Left-hander Eduardo Rodríguez (13-8, 4.74 ERA), a 19-game winner two years ago who missed all of 2020 after developing myocarditis following a bout with COVID-19, will start Game 1 for the Red Sox.
“It means a lot, you know, because everything I went through last year and I have the opportunity to throw the first inning in the ALDS. It feels real good," Rodríguez said. "It’s just special.”
McClanahan (10-6, 3.43), a 24-year-old lefty who made his major league debut during last year’s playoffs, starts for Tampa Bay.
MAKING A DIFFERENCE
Nelson Cruz was Tampa Bay’s big acquisition at the July trade deadline. He homered in his debut with the Rays and finished with 13 homers and 36 RBIs in 55 games with Tampa Bay. Overall, he batted .265 with 32 homers and 86 RBIs for the Rays and Minnesota Twins.

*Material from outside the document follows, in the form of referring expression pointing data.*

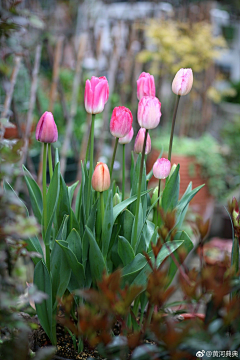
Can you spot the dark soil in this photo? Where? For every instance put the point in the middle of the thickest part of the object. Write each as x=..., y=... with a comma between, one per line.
x=65, y=347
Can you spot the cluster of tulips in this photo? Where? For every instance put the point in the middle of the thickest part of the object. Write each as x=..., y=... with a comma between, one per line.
x=106, y=231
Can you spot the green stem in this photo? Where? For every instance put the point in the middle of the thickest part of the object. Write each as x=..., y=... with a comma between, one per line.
x=123, y=173
x=102, y=207
x=91, y=164
x=44, y=190
x=114, y=154
x=50, y=161
x=158, y=204
x=173, y=126
x=134, y=243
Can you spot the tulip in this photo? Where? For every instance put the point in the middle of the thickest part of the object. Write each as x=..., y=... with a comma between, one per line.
x=101, y=177
x=126, y=139
x=149, y=112
x=145, y=85
x=46, y=130
x=138, y=146
x=182, y=82
x=121, y=121
x=161, y=168
x=96, y=94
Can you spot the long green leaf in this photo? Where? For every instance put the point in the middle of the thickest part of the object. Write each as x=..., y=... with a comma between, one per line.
x=107, y=225
x=125, y=250
x=44, y=309
x=120, y=207
x=60, y=272
x=35, y=195
x=97, y=263
x=78, y=278
x=52, y=200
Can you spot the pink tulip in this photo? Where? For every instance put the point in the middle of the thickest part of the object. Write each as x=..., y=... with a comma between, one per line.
x=138, y=146
x=161, y=168
x=145, y=85
x=101, y=177
x=126, y=139
x=96, y=94
x=46, y=130
x=182, y=82
x=149, y=112
x=121, y=121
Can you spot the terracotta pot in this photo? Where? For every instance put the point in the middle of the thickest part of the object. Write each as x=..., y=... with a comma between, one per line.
x=202, y=202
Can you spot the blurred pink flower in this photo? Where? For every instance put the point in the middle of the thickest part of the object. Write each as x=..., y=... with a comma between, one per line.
x=46, y=130
x=138, y=146
x=96, y=94
x=161, y=168
x=126, y=139
x=121, y=121
x=149, y=112
x=101, y=177
x=145, y=85
x=182, y=82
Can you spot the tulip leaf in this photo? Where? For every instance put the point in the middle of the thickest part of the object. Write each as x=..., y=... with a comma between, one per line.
x=78, y=278
x=171, y=191
x=185, y=249
x=71, y=190
x=125, y=250
x=35, y=195
x=52, y=200
x=120, y=207
x=43, y=282
x=60, y=272
x=8, y=187
x=97, y=263
x=33, y=245
x=75, y=244
x=141, y=278
x=130, y=271
x=107, y=225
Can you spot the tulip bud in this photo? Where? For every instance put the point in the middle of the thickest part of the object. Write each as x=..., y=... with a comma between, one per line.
x=101, y=177
x=236, y=218
x=138, y=146
x=116, y=199
x=96, y=94
x=161, y=168
x=46, y=130
x=145, y=85
x=126, y=139
x=154, y=196
x=121, y=121
x=149, y=112
x=182, y=82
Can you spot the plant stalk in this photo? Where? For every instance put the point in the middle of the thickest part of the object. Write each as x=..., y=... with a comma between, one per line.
x=50, y=161
x=173, y=126
x=134, y=243
x=123, y=173
x=91, y=163
x=114, y=154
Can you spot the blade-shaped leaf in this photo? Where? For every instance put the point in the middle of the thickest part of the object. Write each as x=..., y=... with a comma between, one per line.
x=125, y=250
x=97, y=263
x=35, y=195
x=171, y=191
x=44, y=309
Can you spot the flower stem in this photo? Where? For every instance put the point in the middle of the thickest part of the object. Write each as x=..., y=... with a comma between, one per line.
x=50, y=161
x=114, y=154
x=134, y=243
x=123, y=173
x=44, y=190
x=102, y=207
x=172, y=130
x=91, y=163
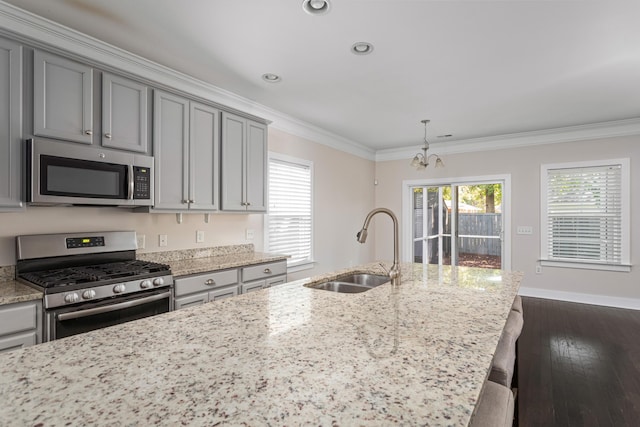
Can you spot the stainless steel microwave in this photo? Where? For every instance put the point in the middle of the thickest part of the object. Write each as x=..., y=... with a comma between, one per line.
x=61, y=173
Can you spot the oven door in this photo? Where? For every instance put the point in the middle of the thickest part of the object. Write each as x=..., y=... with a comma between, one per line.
x=66, y=321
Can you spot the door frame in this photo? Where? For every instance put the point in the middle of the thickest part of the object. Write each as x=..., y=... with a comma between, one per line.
x=407, y=185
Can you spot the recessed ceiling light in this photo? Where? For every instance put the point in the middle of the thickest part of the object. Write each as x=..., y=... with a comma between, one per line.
x=316, y=7
x=362, y=48
x=271, y=78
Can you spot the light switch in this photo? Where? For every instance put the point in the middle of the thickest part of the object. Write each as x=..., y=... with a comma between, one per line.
x=524, y=229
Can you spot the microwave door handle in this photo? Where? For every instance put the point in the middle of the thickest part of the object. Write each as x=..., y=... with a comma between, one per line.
x=131, y=183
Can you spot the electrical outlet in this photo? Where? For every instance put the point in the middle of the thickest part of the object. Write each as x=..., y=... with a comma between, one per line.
x=140, y=241
x=524, y=229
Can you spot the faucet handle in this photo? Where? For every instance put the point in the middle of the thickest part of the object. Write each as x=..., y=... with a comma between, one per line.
x=384, y=268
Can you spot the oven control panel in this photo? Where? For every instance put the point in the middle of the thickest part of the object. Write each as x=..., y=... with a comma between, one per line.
x=84, y=242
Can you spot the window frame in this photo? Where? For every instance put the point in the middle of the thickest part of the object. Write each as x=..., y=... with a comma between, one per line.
x=625, y=217
x=307, y=263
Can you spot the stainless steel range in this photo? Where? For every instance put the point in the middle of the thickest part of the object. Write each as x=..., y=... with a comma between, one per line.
x=91, y=280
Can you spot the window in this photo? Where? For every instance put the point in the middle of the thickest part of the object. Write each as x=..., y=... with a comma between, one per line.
x=289, y=222
x=585, y=215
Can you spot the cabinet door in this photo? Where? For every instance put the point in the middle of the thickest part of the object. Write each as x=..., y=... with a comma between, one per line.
x=223, y=293
x=233, y=162
x=124, y=114
x=171, y=151
x=14, y=342
x=62, y=98
x=203, y=157
x=10, y=125
x=256, y=158
x=191, y=300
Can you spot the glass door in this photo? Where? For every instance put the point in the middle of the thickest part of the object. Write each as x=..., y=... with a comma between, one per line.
x=457, y=225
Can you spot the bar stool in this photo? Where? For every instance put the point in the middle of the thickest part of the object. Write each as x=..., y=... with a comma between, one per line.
x=495, y=407
x=503, y=364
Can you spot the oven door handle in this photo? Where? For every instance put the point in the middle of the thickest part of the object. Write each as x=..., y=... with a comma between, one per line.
x=99, y=310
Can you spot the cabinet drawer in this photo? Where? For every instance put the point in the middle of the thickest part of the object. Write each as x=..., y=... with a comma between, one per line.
x=191, y=300
x=275, y=281
x=15, y=342
x=219, y=294
x=263, y=271
x=203, y=282
x=18, y=317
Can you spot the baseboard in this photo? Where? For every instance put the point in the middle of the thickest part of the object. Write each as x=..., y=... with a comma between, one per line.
x=630, y=303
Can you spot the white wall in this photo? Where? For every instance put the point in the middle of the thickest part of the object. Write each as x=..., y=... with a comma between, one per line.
x=343, y=194
x=615, y=288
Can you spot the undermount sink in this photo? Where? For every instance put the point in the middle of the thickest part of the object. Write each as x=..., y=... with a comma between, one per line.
x=351, y=283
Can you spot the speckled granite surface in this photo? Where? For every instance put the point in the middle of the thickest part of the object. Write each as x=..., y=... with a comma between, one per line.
x=192, y=261
x=12, y=291
x=289, y=355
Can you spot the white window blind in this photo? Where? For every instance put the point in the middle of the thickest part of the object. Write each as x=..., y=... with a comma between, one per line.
x=585, y=214
x=290, y=207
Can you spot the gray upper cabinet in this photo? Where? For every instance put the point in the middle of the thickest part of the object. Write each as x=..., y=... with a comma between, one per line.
x=10, y=124
x=185, y=146
x=204, y=149
x=63, y=98
x=124, y=114
x=244, y=164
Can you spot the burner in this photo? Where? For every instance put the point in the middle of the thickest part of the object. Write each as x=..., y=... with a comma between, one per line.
x=93, y=273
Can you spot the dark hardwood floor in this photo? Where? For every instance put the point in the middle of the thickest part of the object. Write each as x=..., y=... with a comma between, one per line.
x=578, y=365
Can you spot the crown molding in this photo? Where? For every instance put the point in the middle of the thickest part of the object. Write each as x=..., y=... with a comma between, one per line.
x=39, y=32
x=42, y=33
x=611, y=129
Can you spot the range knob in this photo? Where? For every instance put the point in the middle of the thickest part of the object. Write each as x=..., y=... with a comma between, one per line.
x=71, y=298
x=119, y=288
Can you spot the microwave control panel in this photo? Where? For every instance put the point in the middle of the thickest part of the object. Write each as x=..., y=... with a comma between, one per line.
x=142, y=182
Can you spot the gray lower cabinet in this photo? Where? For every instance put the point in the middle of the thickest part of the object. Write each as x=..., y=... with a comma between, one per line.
x=260, y=276
x=185, y=147
x=63, y=98
x=125, y=117
x=10, y=125
x=201, y=288
x=20, y=325
x=244, y=164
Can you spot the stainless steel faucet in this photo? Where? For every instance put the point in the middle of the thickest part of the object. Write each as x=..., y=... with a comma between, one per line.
x=394, y=272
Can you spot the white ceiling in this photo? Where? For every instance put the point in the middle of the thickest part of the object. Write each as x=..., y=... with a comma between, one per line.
x=475, y=68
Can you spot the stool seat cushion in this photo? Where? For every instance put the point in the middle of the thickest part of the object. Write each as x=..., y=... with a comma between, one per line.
x=495, y=407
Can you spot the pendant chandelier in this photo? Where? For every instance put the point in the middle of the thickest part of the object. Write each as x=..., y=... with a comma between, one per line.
x=421, y=160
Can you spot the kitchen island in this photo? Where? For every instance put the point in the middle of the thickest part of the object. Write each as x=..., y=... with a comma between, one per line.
x=417, y=354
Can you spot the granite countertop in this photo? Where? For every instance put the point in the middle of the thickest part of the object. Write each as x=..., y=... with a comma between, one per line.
x=185, y=267
x=12, y=291
x=288, y=355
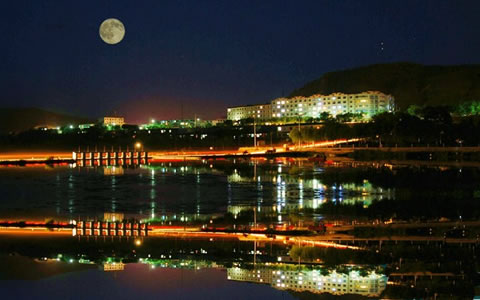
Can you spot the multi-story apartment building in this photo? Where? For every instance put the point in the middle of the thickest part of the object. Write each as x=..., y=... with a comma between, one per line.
x=115, y=121
x=313, y=281
x=260, y=111
x=366, y=103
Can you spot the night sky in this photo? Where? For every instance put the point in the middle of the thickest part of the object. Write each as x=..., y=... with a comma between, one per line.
x=207, y=55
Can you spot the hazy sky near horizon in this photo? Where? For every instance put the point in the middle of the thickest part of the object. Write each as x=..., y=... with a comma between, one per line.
x=203, y=56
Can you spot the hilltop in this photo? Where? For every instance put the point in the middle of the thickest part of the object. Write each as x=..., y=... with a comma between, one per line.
x=409, y=83
x=20, y=119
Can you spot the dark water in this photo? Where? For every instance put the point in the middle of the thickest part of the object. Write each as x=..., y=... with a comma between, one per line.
x=181, y=268
x=169, y=189
x=191, y=190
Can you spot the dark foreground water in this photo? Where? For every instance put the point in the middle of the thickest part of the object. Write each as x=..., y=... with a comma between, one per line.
x=279, y=191
x=192, y=190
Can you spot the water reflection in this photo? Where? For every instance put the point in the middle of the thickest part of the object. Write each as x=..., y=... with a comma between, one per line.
x=195, y=190
x=314, y=280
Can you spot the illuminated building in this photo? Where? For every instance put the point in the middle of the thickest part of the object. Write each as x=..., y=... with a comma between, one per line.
x=113, y=266
x=367, y=103
x=260, y=111
x=371, y=285
x=114, y=121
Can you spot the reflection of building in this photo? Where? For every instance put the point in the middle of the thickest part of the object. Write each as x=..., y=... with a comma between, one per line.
x=115, y=121
x=262, y=112
x=366, y=103
x=113, y=266
x=313, y=281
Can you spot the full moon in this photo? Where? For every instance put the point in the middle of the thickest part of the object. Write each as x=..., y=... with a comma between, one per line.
x=112, y=31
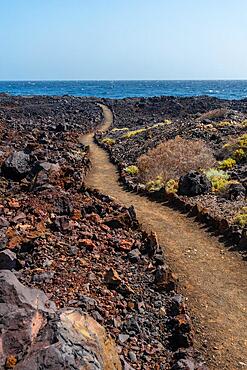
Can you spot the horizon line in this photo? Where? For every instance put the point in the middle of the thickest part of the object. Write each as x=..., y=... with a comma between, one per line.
x=113, y=80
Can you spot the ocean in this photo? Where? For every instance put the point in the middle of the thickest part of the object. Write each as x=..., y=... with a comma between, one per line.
x=224, y=89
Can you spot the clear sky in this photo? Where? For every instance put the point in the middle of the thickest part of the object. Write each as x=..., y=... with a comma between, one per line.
x=123, y=39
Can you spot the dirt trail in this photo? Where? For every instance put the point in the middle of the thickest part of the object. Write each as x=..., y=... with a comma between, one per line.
x=213, y=279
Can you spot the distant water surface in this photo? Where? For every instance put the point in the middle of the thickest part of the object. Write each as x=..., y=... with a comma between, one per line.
x=224, y=89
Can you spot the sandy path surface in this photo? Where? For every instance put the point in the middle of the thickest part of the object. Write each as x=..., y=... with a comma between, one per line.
x=212, y=278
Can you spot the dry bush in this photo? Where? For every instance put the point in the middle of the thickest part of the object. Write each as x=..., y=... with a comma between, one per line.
x=174, y=158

Tampa Bay manager Kevin Cash lauded the 41-year-old slugger for his leadership on and off the field.
Twins manager Rocco Baldelli was a Tampa Bay player and coach before being hired by Minnesota.
“Talking to Rocco when we acquired him, Rocco said he is going to do a lot of things that you don’t realize he is doing, and I think that has been very fair for the 2 1/2 months he has been here,” Cash said. “But there’s no secret his addition at the deadline and, obviously, Wander coming about the same time has certainly helped our team become better.”